Le pouvoir rafle tous les sièges

Le parti du président Guelleh a emporté tous les sièges à l’Assemblée lors des premières élections multipartites. L’opposition dénonce les «fraudes».
De notre envoyé spécial à Djibouti

Il a fallu un quart de siècle pour y arriver. Plus de vingt-cinq ans entre l'indépendance de Djibouti, obtenue en 1977, et les premières élections législatives complètement multipartites de l'histoire du pays, vendredi 10 janvier. Djibouti était déjà sur la voie de la démocratisation depuis 1992, lorsque, mettant fin au monopartisme hérité de la décolonisation, une période de dix ans de transition avait été instaurée, au cours de laquelle quatre partis politiques, pas un de plus, avaient été autorisés. C'est donc seulement en septembre 2002 que l'ancienne Côte française des Somalis, puis Territoire français des Afars et Issas, devenue république de Djibouti après 115 ans de présence française, a fini par instaurer le multipartisme intégral, libéralisant complètement la vie politique.

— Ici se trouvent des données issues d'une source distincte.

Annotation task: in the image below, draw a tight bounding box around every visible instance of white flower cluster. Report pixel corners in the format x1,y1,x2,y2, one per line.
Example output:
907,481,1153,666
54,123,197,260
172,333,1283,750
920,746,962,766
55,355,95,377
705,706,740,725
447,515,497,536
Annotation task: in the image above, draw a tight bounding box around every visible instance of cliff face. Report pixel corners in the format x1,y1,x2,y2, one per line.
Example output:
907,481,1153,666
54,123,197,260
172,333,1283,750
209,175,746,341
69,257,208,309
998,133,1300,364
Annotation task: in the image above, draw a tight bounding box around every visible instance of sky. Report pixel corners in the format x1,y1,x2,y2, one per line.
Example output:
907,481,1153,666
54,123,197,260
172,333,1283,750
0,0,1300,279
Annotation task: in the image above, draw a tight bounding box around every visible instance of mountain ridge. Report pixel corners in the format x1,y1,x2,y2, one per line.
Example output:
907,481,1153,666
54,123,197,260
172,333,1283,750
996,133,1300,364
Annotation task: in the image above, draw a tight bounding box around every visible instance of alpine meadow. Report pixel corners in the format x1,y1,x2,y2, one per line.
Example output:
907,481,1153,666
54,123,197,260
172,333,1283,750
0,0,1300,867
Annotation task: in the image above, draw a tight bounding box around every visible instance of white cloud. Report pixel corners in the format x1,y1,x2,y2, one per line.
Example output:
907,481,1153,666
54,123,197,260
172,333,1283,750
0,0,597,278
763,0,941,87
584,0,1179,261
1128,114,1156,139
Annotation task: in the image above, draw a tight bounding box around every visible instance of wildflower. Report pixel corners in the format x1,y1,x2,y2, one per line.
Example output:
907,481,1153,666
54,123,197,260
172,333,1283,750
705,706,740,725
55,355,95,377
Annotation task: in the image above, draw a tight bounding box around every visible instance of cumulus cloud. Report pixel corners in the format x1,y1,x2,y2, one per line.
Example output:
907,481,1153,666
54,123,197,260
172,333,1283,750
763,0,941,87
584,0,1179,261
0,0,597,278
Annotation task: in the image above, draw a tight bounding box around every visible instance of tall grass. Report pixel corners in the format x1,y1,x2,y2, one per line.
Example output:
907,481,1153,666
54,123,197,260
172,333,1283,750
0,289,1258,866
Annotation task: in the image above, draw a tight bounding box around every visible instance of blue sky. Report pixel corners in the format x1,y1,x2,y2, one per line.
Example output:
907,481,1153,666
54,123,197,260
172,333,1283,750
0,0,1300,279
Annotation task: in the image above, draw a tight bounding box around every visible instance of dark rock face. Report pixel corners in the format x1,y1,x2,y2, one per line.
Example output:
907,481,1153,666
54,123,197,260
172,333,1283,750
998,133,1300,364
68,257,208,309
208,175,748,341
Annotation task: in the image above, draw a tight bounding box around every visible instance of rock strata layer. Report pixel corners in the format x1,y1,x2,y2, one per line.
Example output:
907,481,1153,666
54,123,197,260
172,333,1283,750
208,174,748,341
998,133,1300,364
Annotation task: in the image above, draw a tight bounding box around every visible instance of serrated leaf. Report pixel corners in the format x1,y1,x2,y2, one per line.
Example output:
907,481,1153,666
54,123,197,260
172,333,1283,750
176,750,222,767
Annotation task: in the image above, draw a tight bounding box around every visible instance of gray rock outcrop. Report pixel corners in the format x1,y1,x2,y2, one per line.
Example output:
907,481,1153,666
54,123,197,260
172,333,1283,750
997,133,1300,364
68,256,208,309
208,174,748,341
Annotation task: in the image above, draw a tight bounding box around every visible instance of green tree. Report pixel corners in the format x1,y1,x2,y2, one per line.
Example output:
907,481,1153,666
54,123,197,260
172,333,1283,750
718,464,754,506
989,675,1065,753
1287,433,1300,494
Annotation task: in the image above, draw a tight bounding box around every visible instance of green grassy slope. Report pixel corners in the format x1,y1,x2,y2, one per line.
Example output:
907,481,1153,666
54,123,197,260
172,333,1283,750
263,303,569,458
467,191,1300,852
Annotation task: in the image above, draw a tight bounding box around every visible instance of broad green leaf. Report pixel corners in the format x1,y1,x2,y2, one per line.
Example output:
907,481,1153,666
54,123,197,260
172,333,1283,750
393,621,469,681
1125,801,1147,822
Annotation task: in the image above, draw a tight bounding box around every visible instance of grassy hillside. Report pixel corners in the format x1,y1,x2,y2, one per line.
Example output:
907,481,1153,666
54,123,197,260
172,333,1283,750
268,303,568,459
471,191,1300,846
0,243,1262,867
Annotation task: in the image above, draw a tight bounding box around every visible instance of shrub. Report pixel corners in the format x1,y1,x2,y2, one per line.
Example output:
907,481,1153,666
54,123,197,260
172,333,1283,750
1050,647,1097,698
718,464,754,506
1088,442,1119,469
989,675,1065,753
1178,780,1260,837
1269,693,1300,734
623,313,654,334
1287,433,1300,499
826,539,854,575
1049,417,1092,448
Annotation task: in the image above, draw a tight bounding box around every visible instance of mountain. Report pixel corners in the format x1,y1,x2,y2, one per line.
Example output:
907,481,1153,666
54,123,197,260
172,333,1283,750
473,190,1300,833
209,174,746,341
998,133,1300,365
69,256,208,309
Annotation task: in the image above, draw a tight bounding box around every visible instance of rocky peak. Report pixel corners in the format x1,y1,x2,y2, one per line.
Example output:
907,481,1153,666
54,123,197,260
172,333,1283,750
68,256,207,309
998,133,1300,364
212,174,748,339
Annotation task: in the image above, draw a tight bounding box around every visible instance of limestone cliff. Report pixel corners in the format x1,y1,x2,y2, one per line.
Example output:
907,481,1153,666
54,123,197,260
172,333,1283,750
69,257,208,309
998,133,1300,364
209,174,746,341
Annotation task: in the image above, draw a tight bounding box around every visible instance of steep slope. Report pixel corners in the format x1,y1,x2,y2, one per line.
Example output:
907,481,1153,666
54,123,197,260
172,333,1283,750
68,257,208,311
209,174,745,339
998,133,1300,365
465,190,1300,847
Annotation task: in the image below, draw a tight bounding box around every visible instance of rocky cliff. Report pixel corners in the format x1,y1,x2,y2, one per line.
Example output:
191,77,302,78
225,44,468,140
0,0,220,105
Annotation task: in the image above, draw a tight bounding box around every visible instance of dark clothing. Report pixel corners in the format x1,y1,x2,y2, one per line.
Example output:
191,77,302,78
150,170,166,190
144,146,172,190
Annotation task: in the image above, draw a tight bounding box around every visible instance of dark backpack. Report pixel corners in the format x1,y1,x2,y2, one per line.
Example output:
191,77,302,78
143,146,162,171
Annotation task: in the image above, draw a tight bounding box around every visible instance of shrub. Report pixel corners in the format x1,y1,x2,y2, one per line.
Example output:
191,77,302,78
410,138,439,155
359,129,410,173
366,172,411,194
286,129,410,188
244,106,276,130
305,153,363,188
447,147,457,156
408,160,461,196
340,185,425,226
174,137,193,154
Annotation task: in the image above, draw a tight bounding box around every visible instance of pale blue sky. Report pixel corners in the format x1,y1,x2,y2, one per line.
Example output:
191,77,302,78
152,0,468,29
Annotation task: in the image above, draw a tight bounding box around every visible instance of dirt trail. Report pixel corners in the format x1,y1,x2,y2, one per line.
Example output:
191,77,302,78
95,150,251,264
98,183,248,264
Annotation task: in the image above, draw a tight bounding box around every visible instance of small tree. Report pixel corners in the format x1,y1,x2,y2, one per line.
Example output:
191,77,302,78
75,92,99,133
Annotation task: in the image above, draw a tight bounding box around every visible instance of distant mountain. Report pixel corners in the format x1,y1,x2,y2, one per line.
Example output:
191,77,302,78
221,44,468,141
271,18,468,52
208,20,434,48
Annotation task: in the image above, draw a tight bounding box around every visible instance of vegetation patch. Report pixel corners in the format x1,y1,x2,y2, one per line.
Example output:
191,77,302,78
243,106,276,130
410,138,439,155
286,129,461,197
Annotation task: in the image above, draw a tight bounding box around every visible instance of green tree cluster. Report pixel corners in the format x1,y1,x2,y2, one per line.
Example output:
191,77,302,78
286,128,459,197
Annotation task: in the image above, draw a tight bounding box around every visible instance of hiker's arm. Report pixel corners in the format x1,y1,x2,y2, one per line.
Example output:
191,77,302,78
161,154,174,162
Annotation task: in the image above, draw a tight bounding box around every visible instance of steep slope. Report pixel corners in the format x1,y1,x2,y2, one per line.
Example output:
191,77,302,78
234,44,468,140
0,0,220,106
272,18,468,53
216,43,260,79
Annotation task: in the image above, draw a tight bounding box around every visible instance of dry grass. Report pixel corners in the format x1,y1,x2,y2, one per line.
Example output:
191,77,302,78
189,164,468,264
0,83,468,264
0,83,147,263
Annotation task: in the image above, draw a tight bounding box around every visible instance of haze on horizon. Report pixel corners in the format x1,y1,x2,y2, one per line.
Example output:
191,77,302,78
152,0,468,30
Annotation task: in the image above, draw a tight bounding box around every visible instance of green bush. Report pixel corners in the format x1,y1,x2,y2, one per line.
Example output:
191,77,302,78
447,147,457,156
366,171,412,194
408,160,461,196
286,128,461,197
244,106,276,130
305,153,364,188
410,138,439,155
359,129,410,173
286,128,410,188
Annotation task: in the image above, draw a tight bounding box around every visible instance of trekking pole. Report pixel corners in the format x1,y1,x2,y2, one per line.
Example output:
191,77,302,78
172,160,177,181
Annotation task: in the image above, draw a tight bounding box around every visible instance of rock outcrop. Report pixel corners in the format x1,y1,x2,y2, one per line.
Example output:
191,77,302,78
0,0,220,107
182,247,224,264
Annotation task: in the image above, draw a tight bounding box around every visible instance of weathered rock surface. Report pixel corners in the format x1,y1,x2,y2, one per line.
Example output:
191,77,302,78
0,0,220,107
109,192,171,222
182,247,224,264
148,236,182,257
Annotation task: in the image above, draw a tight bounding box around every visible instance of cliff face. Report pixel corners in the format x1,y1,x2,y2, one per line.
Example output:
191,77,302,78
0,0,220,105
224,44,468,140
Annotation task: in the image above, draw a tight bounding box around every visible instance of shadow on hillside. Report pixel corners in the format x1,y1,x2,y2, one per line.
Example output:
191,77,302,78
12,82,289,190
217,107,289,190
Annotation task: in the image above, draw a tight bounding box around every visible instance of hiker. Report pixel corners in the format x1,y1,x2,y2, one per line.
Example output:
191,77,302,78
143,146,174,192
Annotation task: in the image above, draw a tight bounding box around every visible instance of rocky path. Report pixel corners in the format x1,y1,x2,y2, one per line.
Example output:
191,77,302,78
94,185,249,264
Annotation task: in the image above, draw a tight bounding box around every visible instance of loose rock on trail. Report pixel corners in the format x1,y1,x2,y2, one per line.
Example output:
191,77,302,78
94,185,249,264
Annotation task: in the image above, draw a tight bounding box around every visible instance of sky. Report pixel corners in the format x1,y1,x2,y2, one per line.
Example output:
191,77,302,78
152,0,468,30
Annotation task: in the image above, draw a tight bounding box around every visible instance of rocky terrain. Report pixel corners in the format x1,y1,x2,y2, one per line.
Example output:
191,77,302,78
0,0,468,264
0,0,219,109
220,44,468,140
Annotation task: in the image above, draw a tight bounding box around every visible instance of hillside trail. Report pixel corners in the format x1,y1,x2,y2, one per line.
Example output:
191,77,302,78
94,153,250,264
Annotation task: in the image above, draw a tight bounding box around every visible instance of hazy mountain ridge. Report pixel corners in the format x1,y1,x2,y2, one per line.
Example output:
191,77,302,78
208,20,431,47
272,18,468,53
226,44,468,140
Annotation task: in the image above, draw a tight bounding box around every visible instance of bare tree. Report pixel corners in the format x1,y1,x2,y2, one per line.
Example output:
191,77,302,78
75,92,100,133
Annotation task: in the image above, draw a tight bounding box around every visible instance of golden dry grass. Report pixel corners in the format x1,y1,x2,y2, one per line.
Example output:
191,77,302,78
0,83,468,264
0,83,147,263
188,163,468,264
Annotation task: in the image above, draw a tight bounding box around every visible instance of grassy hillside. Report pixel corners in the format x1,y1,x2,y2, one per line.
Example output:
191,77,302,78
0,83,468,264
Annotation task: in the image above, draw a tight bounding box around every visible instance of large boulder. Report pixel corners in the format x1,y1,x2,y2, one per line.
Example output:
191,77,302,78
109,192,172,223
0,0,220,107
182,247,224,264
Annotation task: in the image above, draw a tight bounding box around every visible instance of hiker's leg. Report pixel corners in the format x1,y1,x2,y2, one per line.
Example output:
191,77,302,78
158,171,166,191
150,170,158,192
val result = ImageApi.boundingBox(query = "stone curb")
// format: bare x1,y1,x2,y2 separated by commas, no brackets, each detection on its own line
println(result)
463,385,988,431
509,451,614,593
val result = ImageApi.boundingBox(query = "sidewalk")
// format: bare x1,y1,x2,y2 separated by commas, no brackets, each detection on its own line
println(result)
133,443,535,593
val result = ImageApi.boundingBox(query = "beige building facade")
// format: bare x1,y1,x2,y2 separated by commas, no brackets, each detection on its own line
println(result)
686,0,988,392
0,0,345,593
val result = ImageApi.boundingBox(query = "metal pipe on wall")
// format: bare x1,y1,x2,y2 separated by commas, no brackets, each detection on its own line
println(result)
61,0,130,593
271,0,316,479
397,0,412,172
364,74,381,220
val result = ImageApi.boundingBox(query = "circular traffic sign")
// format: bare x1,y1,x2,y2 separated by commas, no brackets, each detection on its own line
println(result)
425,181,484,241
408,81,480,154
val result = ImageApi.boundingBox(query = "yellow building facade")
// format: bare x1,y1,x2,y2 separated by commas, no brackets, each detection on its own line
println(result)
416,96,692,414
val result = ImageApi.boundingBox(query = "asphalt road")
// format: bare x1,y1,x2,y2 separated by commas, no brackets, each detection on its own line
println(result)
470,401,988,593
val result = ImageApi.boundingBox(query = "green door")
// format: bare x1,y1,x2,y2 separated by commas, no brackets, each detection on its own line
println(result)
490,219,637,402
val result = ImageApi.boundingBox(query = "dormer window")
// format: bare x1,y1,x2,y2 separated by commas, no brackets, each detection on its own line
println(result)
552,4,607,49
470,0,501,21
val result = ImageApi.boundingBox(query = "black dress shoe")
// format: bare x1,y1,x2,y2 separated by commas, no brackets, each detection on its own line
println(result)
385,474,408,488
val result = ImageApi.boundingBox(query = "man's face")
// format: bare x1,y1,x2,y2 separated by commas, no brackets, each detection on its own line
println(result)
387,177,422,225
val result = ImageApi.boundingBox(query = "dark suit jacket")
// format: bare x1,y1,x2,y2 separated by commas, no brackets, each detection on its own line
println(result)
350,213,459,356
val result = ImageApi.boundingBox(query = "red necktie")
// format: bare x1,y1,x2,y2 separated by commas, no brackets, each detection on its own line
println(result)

Les élections législatives de vendredi en sont le premier test. A l'approche du scrutin, deux coalitions s'étaient constituées. La première, qui réunit quatre partis de l'opposition sous l'étiquette de l'Union pour l'alternance démocratique (UAD), est emmenée par Ahmed Dini, vétéran de la politique djiboutienne, premier Premier ministre du pays pendant six mois, opposant aux deux président successifs puis chef de la rébellion des années 90, avec, autour de lui, des hommes d'origines politiques très différentes, dont d'anciens ennemis. Face à eux, la coalition gouvernementale, l'Union pour la majorité présidentielle (UMP), dont le chef de liste est le premier ministre djiboutien, mais dont le véritable homme fort est le président de la République et maître incontesté du pouvoir djiboutien Ismaël Omar Guelleh.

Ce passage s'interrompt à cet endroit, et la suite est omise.